I nostri emigrati in primis inviavano “l’aiuto” a casa, e una volta sistemati non fecero più ritorno nelle terre di Calabria. Per onestà intellettuale c’è da dire che la nostra gente non fu accolta con tolleranza e simpatia dalle popolazioni locali, venendo spesso ghettizzati nei quartieri periferici delle città industriali e costretti ad abitare fatiscenti “case di ringhiera”, dove oggi continuano a vivere i lavoratori extracomunitari, in condizioni economiche e igienico-sanitarie assai precarie. Insomma, quello dell’emigrazione è un modus facendi che ci portiamo dietro da sempre, allora come oggi e non affonda di certo le radici “nell’invidia” piemontese. Anche le campagne piemontesi si spopolarono per il lavoro in fabbrica che faceva gola a molti.

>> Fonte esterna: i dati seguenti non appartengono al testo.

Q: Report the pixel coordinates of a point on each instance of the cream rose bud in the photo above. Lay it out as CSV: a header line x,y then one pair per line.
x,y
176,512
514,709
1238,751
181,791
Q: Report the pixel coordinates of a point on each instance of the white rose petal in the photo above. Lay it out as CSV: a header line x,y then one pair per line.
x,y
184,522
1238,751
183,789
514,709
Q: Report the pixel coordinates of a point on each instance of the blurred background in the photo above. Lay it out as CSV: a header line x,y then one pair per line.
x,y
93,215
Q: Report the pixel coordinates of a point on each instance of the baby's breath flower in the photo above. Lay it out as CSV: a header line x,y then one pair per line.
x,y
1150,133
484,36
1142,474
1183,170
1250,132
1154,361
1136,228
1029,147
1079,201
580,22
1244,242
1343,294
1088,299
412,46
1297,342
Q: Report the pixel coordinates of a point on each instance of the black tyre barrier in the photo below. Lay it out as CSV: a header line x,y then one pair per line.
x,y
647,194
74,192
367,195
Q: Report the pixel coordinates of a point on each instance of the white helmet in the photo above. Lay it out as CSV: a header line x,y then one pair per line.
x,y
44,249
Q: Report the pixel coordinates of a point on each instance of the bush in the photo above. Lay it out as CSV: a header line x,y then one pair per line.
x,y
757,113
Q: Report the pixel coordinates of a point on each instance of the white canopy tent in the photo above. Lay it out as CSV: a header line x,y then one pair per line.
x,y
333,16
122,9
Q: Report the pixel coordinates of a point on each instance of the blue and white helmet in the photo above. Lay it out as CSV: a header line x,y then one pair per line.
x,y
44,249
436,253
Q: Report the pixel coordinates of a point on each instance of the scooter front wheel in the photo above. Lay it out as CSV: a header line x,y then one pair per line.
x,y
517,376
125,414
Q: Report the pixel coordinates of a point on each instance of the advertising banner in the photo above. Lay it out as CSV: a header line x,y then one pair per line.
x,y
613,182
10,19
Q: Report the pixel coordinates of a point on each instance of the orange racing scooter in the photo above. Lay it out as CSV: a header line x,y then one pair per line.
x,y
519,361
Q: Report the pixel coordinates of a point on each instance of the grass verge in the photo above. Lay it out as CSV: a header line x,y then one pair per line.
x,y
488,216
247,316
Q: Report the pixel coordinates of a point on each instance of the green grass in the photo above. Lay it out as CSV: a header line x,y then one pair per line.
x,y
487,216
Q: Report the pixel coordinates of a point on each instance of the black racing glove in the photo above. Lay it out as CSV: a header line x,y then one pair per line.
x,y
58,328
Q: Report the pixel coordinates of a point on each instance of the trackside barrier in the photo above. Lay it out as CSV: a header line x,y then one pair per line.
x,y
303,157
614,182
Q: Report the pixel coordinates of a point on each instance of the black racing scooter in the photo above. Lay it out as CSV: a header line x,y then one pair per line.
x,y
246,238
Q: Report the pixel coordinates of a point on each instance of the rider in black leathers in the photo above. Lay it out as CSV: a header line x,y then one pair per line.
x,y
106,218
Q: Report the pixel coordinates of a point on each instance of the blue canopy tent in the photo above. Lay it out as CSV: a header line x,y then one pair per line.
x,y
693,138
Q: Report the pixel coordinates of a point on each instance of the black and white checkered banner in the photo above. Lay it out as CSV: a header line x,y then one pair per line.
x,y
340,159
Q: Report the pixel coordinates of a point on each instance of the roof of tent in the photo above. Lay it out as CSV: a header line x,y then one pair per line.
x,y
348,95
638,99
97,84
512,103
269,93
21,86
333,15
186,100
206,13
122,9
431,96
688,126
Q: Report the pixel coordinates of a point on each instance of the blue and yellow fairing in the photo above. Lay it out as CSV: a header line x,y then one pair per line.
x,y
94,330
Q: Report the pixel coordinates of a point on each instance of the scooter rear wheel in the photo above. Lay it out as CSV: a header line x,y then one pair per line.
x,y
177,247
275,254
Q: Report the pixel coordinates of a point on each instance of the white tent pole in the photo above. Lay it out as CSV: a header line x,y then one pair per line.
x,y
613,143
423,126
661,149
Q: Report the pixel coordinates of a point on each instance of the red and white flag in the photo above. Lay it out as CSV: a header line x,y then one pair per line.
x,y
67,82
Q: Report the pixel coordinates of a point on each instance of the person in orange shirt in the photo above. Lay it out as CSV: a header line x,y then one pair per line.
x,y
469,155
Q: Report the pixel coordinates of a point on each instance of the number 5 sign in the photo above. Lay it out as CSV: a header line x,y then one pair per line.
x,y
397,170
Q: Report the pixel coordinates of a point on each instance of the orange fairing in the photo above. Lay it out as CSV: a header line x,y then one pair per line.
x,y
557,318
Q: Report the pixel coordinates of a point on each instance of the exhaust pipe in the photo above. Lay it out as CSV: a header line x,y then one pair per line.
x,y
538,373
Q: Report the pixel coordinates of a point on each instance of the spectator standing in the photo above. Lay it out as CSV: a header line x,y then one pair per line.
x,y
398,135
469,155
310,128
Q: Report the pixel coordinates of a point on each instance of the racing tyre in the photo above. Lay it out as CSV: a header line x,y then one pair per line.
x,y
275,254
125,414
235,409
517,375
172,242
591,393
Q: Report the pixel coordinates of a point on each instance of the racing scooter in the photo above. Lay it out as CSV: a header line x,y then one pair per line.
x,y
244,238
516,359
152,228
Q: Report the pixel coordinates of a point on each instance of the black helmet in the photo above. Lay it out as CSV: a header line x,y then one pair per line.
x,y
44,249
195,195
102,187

Inoltre spesso e volentieri si emigrava nei luoghi dove già vi erano amici e parenti per avere il famoso “appoggio”. Negli anni ‘60 accadde in Calabria un fenomeno legato all’emigrazione che interessò un gran numero di ragazze calabresi, donne che lasciarono i paesi Calabresi per andare a vivere e popolare le Langhe. I contadini delle Langhe rimasero senza manodopera e senza mogli per ripopolare quelle terre. Ecco che si pensò di unire in una soluzione due problemi: modalità che risultò efficiente. Le calabrotte delle Langhe contraevano matrimoni con alcuni contadini locali, conosciuti tramite improvvisate agenzie matrimoniali gestite dai bacialè, i sensali langaroli. E si trovavano spose di sconosciuti ricchi proprietari terrieri nel giro di pochi giorni. Uomini a volte molto più grandi delle giovani calabresi che avevano scelto di spontanea volontà questa situazione!
Le immigrate calabresi contribuirono alla crescita demografica ed economica del Piemonte negli anni Sessanta e favorirono l’integrazione culturale tra il Nord e il Sud della Penisola italiana: due realtà geografiche rimaste a lungo estranee e contrapposte. Eppure nessuno costrinse queste donne all’emigrazione, fecero scelte personali e meditate. Fu però «un’emigrazione invisibile e silente, di cui si preferiva non parlare», che risultò salutare per le Langhe, poiché arrestò lo spopolamento di questa terra e ne favorì il successivo sviluppo produttivo. La vita delle Calabrotte non fu rose e fiori, donne calabresi obbedienti e senza grilli per la testa, col loro sudore resero ricche le Langhe! Guardate con diffidenza dalle suocere che gestivano gli affari e loro lavoro e figli, discorsi in dialetti incomprensibili nelle famiglie patriarcali. Tra queste donne vi erano anche le ribelli, travolte da un tragico destino e ancorate a questi bacialè che promettevano la salvezza anche di onorabilità a ribelli calabresi.